Data Engineering/Systems/AQS/Scaling/2020/Cluster Expansion

Goals

Expand the current AQS Restbase cluster with more hosts to grow available storage space. Main reason for growth are first to make sure the currently served data can continue to be handled, and second to extend the service to serve historical pagecounts.

Current cluster

aqs100[456789].eqiad.wmnet
Two Cassandra instances per node.
Cassandra 2.2.6

https://phabricator.wikimedia.org/T193759

Storage considerations

Current State (2020-03-06)

The 6 current hosts handle about 19Tb of data representing bout 55% of the available space. Most (99.7%) of the storage is used by three tables (see this graph):

table	storage taken (Tb)	storage taken (%)	Description
`local_group_default_T_pageviews_per_article_flat.data`	11.89	60.4%	4 years and 8 month of pageviews per-article daily
`local_group_default_T_mediarequest_per_file.data`	6.72	34.1%	5 years and 2 month of mediarequest per-file daily
`local_group_default_T_top_pageviews.data`	0.103	5.2%	4 years and 8 month of pageviews top-articles daily and monthly

Based on those those number, an approximate growing rate for our current datasets is an additional 4Tb per year.

Adding pagecounts

We would like to add the historical per-article daily pagecounts dataset to the api (see related task above). This data being similar to the currently existing pageviews per-article daily, we use the later as a basis for the capacity planning of the former.

Pagecounts data is available from 2008 onward, and will stop at 2015-06 when pageviews starts. this represent 7 years and six month of data. In order to represent growth over time (the number of pageviews was lower in 2008), we have computed the number of rows (distinct wiki, page_title and day) to be loaded in cassandra for every Januray month, both for pagecounts (2008 to 2015) and pageviews (2016 to 2020). We have taken the average linear growth between years as a basis for monthly-rows to be loaded for every month of the given year: Rows-Jan-Y * 12 + (Rows Jan Y+1 - Rows-Jan-Y), and based of the storage taken for pageviews, we have computed expected storage taken by by pagecounts (we have used the same method for incomplete years by mulitplying by the number of month instead of 12, and didn't apply any variation to the 2020 year as it only represents 2 month).

With the method described, we end up with every row stored for pageview per-article daily weighting on average 96 bytes, leading to an additional storage of ~14.7Tb (123% of currently stored pageviews) to add the historical pagecounts per-article daily.

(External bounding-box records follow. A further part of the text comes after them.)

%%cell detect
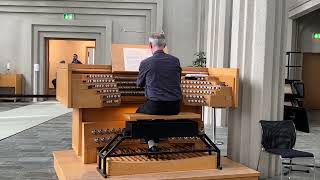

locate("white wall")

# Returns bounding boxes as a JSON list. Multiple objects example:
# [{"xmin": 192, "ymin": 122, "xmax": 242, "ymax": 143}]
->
[
  {"xmin": 288, "ymin": 0, "xmax": 320, "ymax": 19},
  {"xmin": 0, "ymin": 0, "xmax": 198, "ymax": 93},
  {"xmin": 0, "ymin": 0, "xmax": 163, "ymax": 94},
  {"xmin": 299, "ymin": 16, "xmax": 320, "ymax": 53},
  {"xmin": 163, "ymin": 0, "xmax": 198, "ymax": 66}
]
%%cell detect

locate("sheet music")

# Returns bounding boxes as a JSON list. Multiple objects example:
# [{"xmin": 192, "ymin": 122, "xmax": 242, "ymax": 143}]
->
[{"xmin": 123, "ymin": 48, "xmax": 152, "ymax": 71}]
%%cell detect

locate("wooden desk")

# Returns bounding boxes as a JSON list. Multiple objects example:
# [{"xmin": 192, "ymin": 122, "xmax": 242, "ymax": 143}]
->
[{"xmin": 0, "ymin": 74, "xmax": 22, "ymax": 101}]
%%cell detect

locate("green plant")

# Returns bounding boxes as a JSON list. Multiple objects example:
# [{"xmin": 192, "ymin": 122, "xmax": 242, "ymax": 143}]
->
[{"xmin": 192, "ymin": 51, "xmax": 207, "ymax": 67}]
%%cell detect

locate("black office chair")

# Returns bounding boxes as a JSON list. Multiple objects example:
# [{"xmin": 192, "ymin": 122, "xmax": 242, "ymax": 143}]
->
[{"xmin": 257, "ymin": 120, "xmax": 316, "ymax": 180}]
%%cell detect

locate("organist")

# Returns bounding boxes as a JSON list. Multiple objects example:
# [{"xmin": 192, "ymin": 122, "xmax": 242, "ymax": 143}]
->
[{"xmin": 137, "ymin": 33, "xmax": 182, "ymax": 152}]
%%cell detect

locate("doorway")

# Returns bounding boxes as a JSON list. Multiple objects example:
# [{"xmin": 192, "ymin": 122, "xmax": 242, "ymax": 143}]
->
[{"xmin": 45, "ymin": 38, "xmax": 96, "ymax": 94}]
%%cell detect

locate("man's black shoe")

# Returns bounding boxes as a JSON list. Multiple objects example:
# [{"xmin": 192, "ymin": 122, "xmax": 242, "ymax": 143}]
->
[{"xmin": 149, "ymin": 146, "xmax": 159, "ymax": 152}]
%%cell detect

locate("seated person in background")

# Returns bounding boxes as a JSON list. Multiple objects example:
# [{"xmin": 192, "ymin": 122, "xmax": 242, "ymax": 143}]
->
[
  {"xmin": 71, "ymin": 54, "xmax": 82, "ymax": 64},
  {"xmin": 51, "ymin": 60, "xmax": 66, "ymax": 89},
  {"xmin": 137, "ymin": 33, "xmax": 181, "ymax": 152}
]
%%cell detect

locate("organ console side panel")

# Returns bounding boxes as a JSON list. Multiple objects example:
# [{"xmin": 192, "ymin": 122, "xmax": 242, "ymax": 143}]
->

Without going into similar details, we can assume that the top-pagecounts for the same period should weight a similar ratio of top-pageviews, therefore approximately 130Gb.

Pageviews

date	months	rows	rows for the period	storage for the period (Tb)
2020-01	2	2472079076	4944158152	0.47
2019-01	12	2433335897	29238773943	2.81
2018-01	12	2115357738	25702271015	2.47
2017-01	12	2154755423	25817667391	2.48
2016-01	12	2214377022	26512902665	2.50
2015-06	6	1858931075	11509032397	1.10

Pagecounts

date	months	rows	rows dfor the period	storage for the period (Tb)
2015-01	6	2354563064	14127378384	1.36
2014-01	12	2285656148	27496780692	2.64
2013-01	12	2227853445	26792044043	2.57
2012-01	12	1980345650	24011655595	2.31
2011-01	12	1445012922	17875487792	1.72
2010-01	12	1475652637	17677191929	1.70
2009-01	12	1269606634	15441325611	1.48
2008-01	12	733014827	9332769731	0.90

Remarks

Note on sizing

The number presented above are approximations. It makes no sense to try to represent cassandra storage in bytes-per-row as there compaction and compression at stake. However given the similarity of the datasets we worked with the approach feels reasonably correct.

Ops thoughts

We probably want to take advantage of the expansion to move to cassandra 3.x
Moving the ~20Tb total of data needs to be carefully planned and thought of.